Troubleshooting frozen system
Troubleshooting Frozen system
slow / frozen system
check if procs are in uninterrupted sleep state (waiting for IO and causing slowness)
ps aux (check STAT column, 'D' will show procs that are in uninterrupted sleep)
check paging faults
sar -B 2 5 will generate paging report, check majflt column, major faults per second, if high #, means system is out of RAM
LSOF
find top memory and IO procs, get all list of open files for each proc
lsof -p <PID>
show all opened files by user
lsof -u <username>
show all procs running on a port
lsof -i TCP:<PORT>
or do a portrange, lsof -i TCP:20-150
SYSRQ
enable SysRQ to kill procs that are in 'uninterrupted sleep' state. SysRQ will respond even in frozen state (assuming command line is responsive)
1. enable sysrq
echo 1 > /proc/sys/kernel/sysrq
2. get info (in /var/log/messages) of D state procs
echo 'w' > /proc/sysrq-trigger
3. disable sysrq
echo 0 > /proc/sys/kernel/sysrq
HTOP
htop settings tweaked for sysadmin use, showing proc state, IO state, OOM score, etc
add to ~/.config/htop/htoprc
# Beware!

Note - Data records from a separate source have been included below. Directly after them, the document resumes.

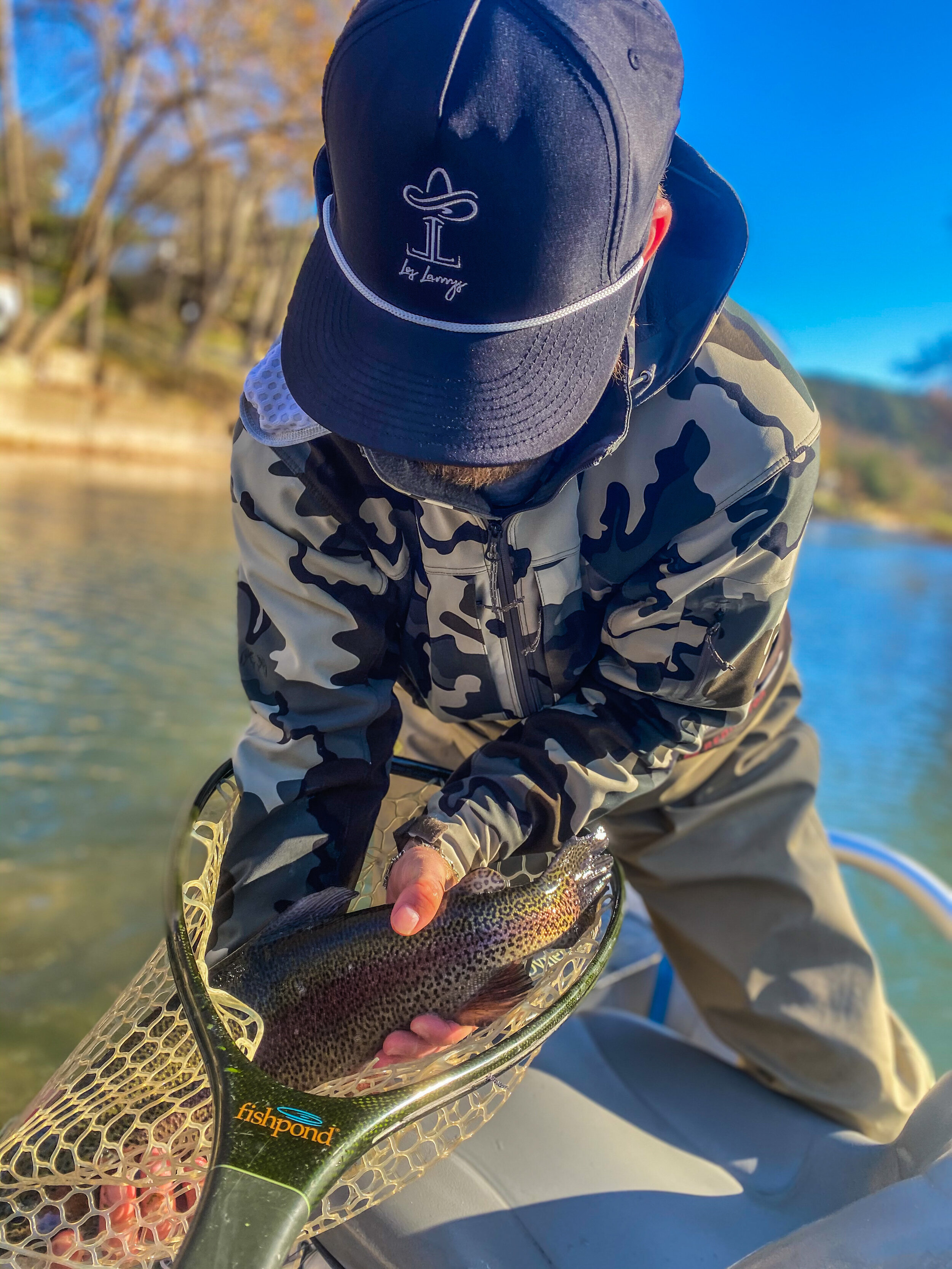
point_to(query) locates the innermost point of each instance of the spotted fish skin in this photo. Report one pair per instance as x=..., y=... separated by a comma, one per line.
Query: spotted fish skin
x=332, y=989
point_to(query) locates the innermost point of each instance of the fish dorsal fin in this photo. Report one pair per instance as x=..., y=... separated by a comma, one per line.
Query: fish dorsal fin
x=507, y=988
x=483, y=881
x=309, y=911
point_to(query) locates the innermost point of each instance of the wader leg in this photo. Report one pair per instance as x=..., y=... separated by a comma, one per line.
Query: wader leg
x=747, y=898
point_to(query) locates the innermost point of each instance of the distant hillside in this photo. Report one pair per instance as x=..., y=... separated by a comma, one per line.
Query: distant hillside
x=922, y=423
x=885, y=457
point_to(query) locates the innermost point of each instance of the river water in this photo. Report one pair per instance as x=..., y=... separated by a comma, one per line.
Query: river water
x=118, y=693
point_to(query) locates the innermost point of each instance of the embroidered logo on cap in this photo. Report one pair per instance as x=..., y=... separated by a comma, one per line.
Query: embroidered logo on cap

This file is rewritten by htop when settings are changed in the interface.
# The parser is also very primitive, and not human-friendly.
fields=0 48 2 11 113 111 110 20 17 18 38 39 40 46 47 49 1
sort_key=111
sort_direction=1
hide_threads=1
hide_kernel_threads=1
hide_userland_threads=0
shadow_other_users=0
show_thread_names=0
show_program_path=1
highlight_base_name=0
highlight_megabytes=0
highlight_threads=1
tree_view=0
header_margin=1
detailed_cpu_time=1
cpu_count_from_zero=1
update_process_names=0
account_guest_in_cpu_meter=0
color_scheme=5
delay=15
left_meters=LeftCPUs Memory Swap
left_meter_modes=1 1 1
right_meters=RightCPUs Hostname Clock Uptime LoadAverage Tasks Swap Memory
right_meter_modes=1 2 2 2 2 2 2 2